Carta da Capital Provincial
Depois do jantar, Han Zhen chamou Macaco para o escritório.
— Como tem se sentido ultimamente?
— Depois que me acostumei, de repente fiquei ocioso.
Macaco coçou a cabeça, um pouco constrangido. No começo da gestão, estava extremamente tenso, com os nervos à flor da pele, desejando vigiar tudo o tempo inteiro, dia e noite. Com o tempo, ao se familiarizar com o trabalho, depois de promover alguns encarregados e supervisores, percebeu de repente que sua presença era quase irrelevante, e a tranquilidade chegou.
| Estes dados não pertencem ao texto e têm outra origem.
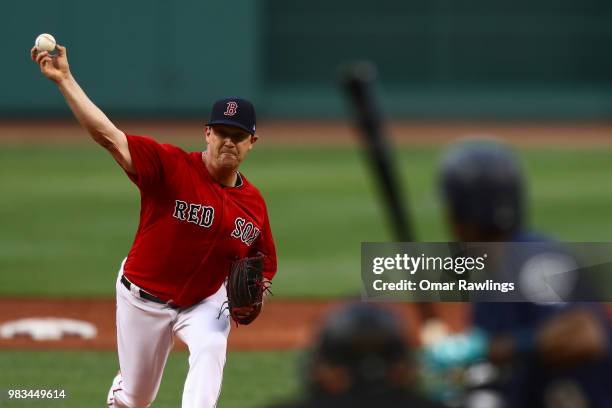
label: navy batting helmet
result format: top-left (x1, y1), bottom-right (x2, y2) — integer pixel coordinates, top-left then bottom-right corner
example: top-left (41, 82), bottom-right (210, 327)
top-left (440, 139), bottom-right (524, 233)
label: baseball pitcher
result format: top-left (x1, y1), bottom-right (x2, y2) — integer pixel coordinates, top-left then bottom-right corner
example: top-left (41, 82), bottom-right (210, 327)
top-left (31, 45), bottom-right (276, 408)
Mesmo que passasse o dia inteiro ausente, o forno de cal continuava funcionando normalmente.
— Eu já lhe disse, não pense que esse cargo é tão difícil — Han Zhen transmitiu seus ensinamentos sem reservas. — É como na Vila Wang: quando não estou lá, será que os moradores deixam de cultivar ou de comer? Macaco, lembre-se de uma coisa: não se coloque acima dos outros, nem se ache imprescindível. O mundo gira sem depender de ninguém. Mesmo que o imperador Zhao morra amanhã, outro tomará o trono, e o povo continuará a plantar e trabalhar.
Macaco piscou, meditativo. Han Zhen podia dizer isso a ele, mas não aos outros — Ma San Gou, Pequeno Inseto ou Gu Song — porque eles não entenderiam.
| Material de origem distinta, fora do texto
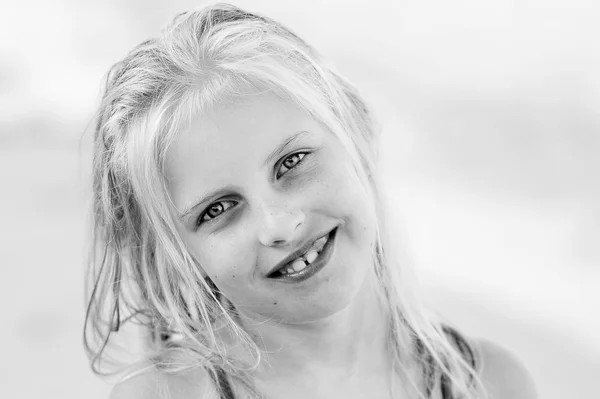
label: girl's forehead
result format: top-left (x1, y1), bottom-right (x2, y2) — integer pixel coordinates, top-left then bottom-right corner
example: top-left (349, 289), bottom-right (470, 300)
top-left (166, 94), bottom-right (325, 209)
Após um instante, Macaco franziu a testa:
— Acho que entendi um pouco, mas ao mesmo tempo não entendi.
— Não se preocupe, com o tempo vai compreender — Han Zhen sorriu, depois ordenou: — Já deve saber quem são os trabalhadores do forno; escolha alguém para assumir o seu lugar.
— Certo! — Macaco assentiu, sem questionar. Se Han Zhen queria que ele deixasse o forno de cal, certamente era para lhe dar outro cargo.
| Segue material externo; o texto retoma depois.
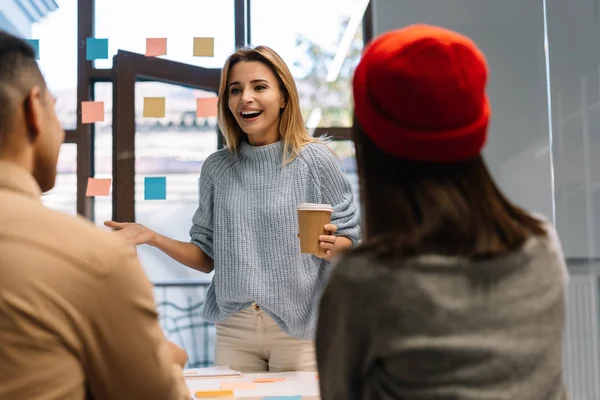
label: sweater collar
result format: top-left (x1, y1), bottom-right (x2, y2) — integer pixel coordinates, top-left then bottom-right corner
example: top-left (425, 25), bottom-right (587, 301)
top-left (239, 140), bottom-right (283, 164)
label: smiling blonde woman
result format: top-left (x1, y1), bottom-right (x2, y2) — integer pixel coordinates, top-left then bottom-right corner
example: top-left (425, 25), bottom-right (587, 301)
top-left (106, 46), bottom-right (359, 372)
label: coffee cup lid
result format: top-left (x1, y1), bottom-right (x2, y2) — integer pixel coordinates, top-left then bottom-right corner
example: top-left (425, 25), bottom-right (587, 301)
top-left (298, 203), bottom-right (333, 211)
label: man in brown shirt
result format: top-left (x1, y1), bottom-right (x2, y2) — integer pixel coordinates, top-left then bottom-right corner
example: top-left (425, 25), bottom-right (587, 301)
top-left (0, 32), bottom-right (189, 400)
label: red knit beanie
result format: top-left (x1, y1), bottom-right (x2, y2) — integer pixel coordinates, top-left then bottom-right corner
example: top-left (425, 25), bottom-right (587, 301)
top-left (353, 25), bottom-right (490, 162)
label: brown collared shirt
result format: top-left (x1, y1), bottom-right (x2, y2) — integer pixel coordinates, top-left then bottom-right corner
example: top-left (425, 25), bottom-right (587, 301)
top-left (0, 161), bottom-right (189, 400)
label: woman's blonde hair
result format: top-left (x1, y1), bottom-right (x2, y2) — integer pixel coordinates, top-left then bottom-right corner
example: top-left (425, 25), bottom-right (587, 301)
top-left (217, 46), bottom-right (324, 165)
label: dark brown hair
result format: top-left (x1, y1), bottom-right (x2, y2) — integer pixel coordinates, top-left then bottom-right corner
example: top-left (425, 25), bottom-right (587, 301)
top-left (0, 30), bottom-right (46, 144)
top-left (354, 121), bottom-right (546, 259)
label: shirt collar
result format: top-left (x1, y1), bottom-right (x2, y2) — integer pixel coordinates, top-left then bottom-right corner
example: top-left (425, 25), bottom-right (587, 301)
top-left (0, 160), bottom-right (42, 201)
— Vá, e aproveite para chamar Gu Song e Pedra para mim.
Han Zhen observou o Macaco sair e, por hábito, tamborilou os dedos na mesa. O primeiro estágio do treinamento de Macaco estava completo; com mais de cem pessoas sob sua responsabilidade, não havia mais espaço para crescer. Agora, Han Zhen planejava entregar-lhe a administração de mais de dois mil prisioneiros de guerra. Gerir cem pessoas não é o mesmo que gerir milhares; será uma prova difícil. Mesmo os talentosos precisam acumular experiência aos poucos. Han Zhen lhe dará o palco, mas quanto ele crescerá, dependerá de si próprio.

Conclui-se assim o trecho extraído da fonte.